Yeah this one is great. WindowBlinds is a great app so surely 2 visual stylers should be twice as great!
You should toss this one considering there's tons of papers on why they cause far more harm then good including crashing programs, killing your registry, or just outright do nothing. Screwing around with the settings that WindowBlinds already adjusts is probably the worst thing I can think of out of all of them. Any one of those could be messing with things and running Glary Utilities 3 which does the same thing effectively probably is just throwing dynamite onto an open flame. Keep CCleaner and *maybe* Glary around as CCleaner is the best of them and actually has a beneficial use; I don't see people crying about Glary breaking their computer but messing with the start-up could and you don't have that many start-up apps that need to be adjusted in order so is likely just causing problems.
General rule of thumb:
Don't let programs automatically decide to turn them on or off or change their priorities since they haven't a clue about their use.

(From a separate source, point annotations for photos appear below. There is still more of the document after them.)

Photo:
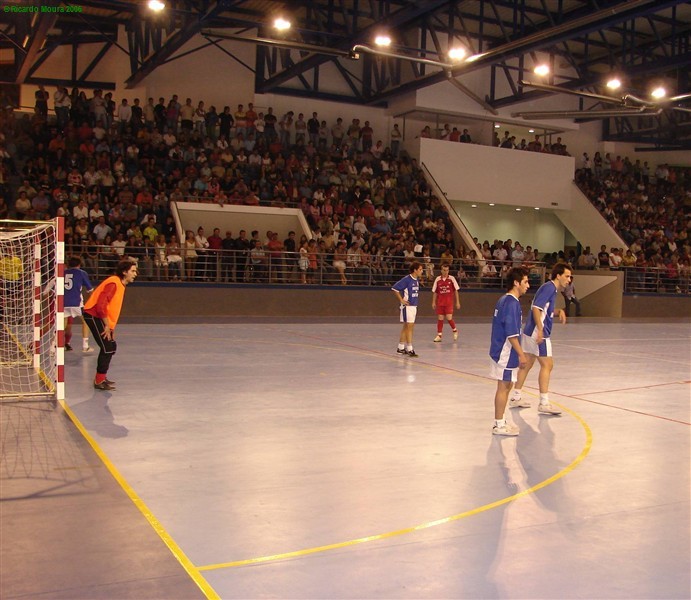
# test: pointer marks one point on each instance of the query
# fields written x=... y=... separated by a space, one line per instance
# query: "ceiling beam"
x=36 y=39
x=172 y=45
x=401 y=17
x=537 y=41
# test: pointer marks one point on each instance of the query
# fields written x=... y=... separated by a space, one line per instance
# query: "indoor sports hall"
x=232 y=190
x=302 y=458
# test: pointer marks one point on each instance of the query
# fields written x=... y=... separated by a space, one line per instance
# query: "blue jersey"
x=545 y=299
x=409 y=288
x=506 y=324
x=75 y=280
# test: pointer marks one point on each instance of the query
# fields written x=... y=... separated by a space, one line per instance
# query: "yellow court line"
x=186 y=563
x=427 y=525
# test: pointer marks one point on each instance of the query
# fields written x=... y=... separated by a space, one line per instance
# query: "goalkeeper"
x=101 y=313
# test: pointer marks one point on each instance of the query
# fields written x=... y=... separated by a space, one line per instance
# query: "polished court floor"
x=284 y=459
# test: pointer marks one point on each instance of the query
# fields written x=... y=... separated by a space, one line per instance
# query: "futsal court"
x=304 y=459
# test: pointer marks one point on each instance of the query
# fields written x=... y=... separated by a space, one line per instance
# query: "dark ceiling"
x=584 y=40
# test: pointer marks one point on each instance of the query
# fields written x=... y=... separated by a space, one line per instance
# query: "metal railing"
x=271 y=267
x=656 y=280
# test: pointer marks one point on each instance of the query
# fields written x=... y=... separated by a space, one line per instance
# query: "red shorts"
x=444 y=308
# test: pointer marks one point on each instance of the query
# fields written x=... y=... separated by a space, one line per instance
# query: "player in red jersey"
x=444 y=292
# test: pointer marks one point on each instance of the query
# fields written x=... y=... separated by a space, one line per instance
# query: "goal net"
x=31 y=323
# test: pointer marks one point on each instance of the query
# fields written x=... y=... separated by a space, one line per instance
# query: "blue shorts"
x=530 y=345
x=500 y=373
x=408 y=313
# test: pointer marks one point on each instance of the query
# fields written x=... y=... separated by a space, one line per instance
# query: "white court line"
x=627 y=354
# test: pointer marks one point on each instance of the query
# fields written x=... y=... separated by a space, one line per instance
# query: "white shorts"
x=500 y=373
x=408 y=313
x=530 y=346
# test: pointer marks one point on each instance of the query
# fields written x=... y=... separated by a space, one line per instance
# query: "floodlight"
x=281 y=24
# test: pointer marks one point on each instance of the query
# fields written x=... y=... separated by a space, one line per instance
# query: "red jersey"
x=445 y=288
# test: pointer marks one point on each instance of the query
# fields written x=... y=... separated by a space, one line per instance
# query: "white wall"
x=486 y=174
x=539 y=229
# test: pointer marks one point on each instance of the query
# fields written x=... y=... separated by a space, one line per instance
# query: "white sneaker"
x=507 y=429
x=519 y=403
x=548 y=409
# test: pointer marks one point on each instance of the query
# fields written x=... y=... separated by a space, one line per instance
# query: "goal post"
x=32 y=309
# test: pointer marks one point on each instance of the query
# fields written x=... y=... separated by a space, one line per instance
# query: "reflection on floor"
x=307 y=460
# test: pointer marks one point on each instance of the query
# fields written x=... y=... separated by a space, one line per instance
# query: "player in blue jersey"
x=505 y=348
x=536 y=340
x=75 y=280
x=407 y=292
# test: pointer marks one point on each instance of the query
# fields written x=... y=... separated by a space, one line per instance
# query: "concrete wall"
x=188 y=301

Speed-Up programs more often than not just break things and these Start-Up "optimizes" are again just making decisions about apps they don't know anything about so its no surprise its not consistent if they're constantly messing with the start-up order or delaying things.
Stacking on shell extensions you should generally avoid as they make Explorer more unstable. Stacking extensions that are all screwing around with visual settings and Aero sounds like a disaster to be honest. Your Explorer hanging is probably the result of WB and this one fighting over dominance.
If you're running 2 of these at once, you're doubling the system costs and causing god knows what else. I hope you have one disabled from active use at least.
It seems TuneUp has drivers embedded into the OS so you'll likely have to uninstall it just to test being without it. Autoruns is able to disable parts but is best if you know what to look for since messing with the drivers section otherwise can stop system booting. I suggest keeping at least autoruns around but the entire SysInternals suite is extremely helpful as a whole. These are all Microsoft sanctioned programs from the actual engineers that know the internals of the operating system (hence "sysinternals"). There's also the possibility that the "tweaks" these programs do to the registry may need to be reversed manually to help, If it comes to that, I'll show you how.